Please tell me I’m not the only one who sees this and thinks of the movie Hercules…
All of this might help explain why I was puzzled when, a few weeks ago, I noticed a headline titled “Opioid Bill Reframes Addiction As A Health Problem, Not A Crime” on my NPR news app and immediately jumped to some… unusual… conclusions:
Hm. That’s interesting. Never heard of him before.
It seemed a bit odd to be anthropomorphizing drugs and making them cutesy, but maybe schools decided that scare tactics don’t work? I mean, everyone my age sat through the “Just Say No” campaign and watched the “This Is Your Brain On Drugs” commercials (the one with the egg in the frying pan was particularly… memorable) and drugs were still, you know, available on my high school and college campuses, so maybe they have a point…
Heck, if a cuddly Opium critter can help kids avoid getting hooked on morphine, who am I to judge?
First, I tried to imagine the various scenarios in which Opioid Bill might be useful in the classroom and what points he’d help to make. “Hey, kids! My name is Opioid Bill and I’m here to tell you about the rise in opiate use and how they’re being abused! Addiction is a serious issue, and there are consequences for doing drugs… but addicts need medical intervention, not jail time! Let’s sing the ‘Opes are for Dopes!’ song together!”
Next, I began to envision what exactly Opioid Bill looked like. A plush medicine capsule that giggles when squeezed? A flexible, dinner-plate sized Fentanyl patch that could double as a frisbee? A Vicodin bottle hand puppet? A rubber, foot-tall poppy plant with google eyes and a winning smile? ALL WOULD BE TREMENDOUS.

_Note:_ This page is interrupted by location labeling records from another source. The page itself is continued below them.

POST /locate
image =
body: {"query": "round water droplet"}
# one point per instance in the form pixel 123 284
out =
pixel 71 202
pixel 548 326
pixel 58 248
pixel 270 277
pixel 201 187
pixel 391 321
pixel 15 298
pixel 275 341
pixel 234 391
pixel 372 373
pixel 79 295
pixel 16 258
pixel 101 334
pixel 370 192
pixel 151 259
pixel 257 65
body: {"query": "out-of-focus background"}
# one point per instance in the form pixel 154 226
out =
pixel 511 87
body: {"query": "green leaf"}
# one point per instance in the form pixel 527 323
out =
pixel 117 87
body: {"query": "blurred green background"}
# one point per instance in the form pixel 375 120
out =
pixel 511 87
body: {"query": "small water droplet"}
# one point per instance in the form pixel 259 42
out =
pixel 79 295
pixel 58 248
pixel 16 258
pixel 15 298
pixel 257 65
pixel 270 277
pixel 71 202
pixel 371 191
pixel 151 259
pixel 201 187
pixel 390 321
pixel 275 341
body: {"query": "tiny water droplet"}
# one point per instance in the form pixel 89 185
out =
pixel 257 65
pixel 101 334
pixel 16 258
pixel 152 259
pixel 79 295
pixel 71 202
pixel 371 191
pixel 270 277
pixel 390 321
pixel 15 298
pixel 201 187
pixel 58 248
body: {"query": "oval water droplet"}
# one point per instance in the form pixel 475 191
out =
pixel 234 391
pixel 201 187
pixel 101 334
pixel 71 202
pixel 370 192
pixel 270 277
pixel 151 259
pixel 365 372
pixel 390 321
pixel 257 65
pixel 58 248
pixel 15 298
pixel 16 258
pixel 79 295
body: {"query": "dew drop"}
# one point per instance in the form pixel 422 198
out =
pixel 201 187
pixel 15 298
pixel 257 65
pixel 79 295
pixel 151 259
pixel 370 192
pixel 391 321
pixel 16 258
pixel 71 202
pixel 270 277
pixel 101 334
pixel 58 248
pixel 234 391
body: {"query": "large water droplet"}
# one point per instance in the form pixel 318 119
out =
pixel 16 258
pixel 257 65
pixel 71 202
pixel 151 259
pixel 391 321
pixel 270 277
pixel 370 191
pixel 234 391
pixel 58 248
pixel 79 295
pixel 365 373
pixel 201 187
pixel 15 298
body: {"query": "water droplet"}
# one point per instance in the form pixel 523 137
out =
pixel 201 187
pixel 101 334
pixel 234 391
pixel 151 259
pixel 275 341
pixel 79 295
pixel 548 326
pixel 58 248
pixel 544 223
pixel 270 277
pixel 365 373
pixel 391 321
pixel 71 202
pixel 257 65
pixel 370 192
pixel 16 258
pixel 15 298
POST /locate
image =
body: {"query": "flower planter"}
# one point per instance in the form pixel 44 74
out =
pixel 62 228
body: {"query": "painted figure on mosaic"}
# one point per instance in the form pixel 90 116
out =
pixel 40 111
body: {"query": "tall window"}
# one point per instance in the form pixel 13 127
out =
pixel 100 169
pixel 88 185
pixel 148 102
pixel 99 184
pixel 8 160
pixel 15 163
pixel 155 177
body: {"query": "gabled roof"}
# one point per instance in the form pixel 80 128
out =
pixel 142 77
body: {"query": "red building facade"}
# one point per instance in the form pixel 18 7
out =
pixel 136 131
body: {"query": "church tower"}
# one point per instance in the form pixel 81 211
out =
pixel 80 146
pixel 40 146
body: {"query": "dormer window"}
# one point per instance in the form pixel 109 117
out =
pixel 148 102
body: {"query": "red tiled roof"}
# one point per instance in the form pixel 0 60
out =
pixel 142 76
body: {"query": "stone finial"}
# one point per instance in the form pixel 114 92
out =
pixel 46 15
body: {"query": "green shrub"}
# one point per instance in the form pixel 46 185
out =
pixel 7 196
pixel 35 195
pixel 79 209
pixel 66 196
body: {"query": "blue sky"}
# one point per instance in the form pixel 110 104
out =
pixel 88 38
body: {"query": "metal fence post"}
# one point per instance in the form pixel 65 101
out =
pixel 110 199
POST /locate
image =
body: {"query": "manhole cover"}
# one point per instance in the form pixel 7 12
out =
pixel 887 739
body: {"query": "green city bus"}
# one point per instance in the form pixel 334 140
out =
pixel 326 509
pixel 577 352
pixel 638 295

After pondering the physical characteristics of Opioid Bill, I then considered if he was a stand-alone guy or part of a team. Was there a Demerol Dan who discussed the dangers of injection? Narcotic Nellie, accompanied by crosswords and word searches that introduced kids to alternative pain treatment options? Did Stimulant Sam sing catchy ditties to warn children not to crush and sniff Ritalin?
SO MANY OPTIONS, SO LITTLE TIME.
As I ran through all of these possibilities, perplexed as to why my teacher friends had never shared the wonders of Opioid Bill and his Drug Brigade on their Facebook pages, I glanced again at the NPR story. It was only then that I saw the text written above the photo: the lower case b in “bill” and its article, “the.”
The bill about opioids.
Not “Opioid Bill.”
I actually laughed out loud.
Clearly, I have reached the B Side of summer. Only four more weeks (not that I’m counting) until the cherubs are off, life returns to normal, and my Summer Brain is put away until next June. NONE TOO SOON, my friends.
I realize that opioid addiction – and the terrible problems associated with it, including incarceration versus treatment – is a very real and complex issue. I can also see how maybe it would be have been a little… inappropriate… to use cuddly, animated creatures to discuss this subject with grade-schoolers.
BUT OH!, admit it.
If Opioid Bill did suddenly join Zero the Hero and Dirty Dan in kindergartens across the nation, it would be KIND OF AMAZING.